Case: 32 year old man presented with progressive muscle weakness and loss of ambulation that began in adolescence. The patient is of nonconsanguineous Nepalese descent and has no family history of LGMD. On exam the patient had significant proximal weakness in the arms and legs and a CK of approximately 2,000. Whole-exome sequencing (WES) revealed a homozygous VUS lying in a 5’ donor splice site of SGCA intron 1 (c.37+6T>C). SGCA codes for alpha-sarcoglycan, a structural protein found in the sarcolemma. Recessive pathogenic variants in SGCA have been attributed to clinical presentation of LGMD2D.
Methods and Results: To analyze the transcriptomic consequence of this SGCA variant, we conducted total RNA-seq with skeletal muscle tissue biopsied from the tibialis anterior. Alternative splicing analysis conducted with the R package FRASER revealed 17 differentially spliced (z-score |2|) instances of SGCA. Visualization of SGCA read alignment in Integrative Genomics Viewer (IGV) suggested a retained intron event correlated with the VUS (gnomAD MAF = 7.13e -6). The patient was shown to have roughly 25-30% SGCA and alpha-sarcoglycan expression, revealed from TaqMan qPCR and western blotting, respectively.

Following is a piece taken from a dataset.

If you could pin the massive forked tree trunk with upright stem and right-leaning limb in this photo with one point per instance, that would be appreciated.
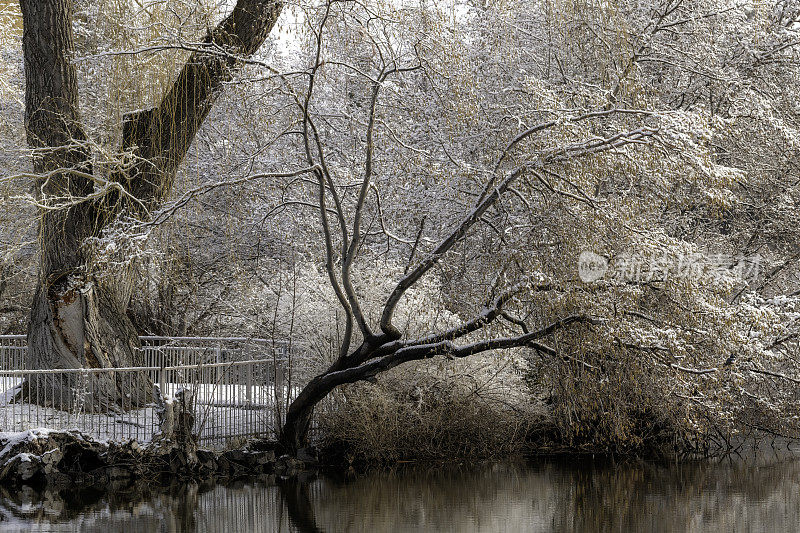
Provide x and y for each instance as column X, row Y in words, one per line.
column 78, row 318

We performed a minigene assay to provide functional evidence supporting aberrant splicing. The VUS disrupted the canonical splice site, resulting in a ~50 bp intron inclusion event stemming from use of a 5’ cryptic donor site. This event causes a frameshift culminating in a premature stop codon (PTC) in exon 2. We were unable to amplify SGCA exon 1-exon 2 with patient-derived RNA, indicating potential nonsense-mediated degradation (NMD) of the transcript.
Conclusions: RNA-seq was successfully able to provide evidence of pathogenicity associated with a VUS by annotating a variant’s impact on muscle transcriptomics. We present a novel LGMD2D splice junction variant that likely results in NMD.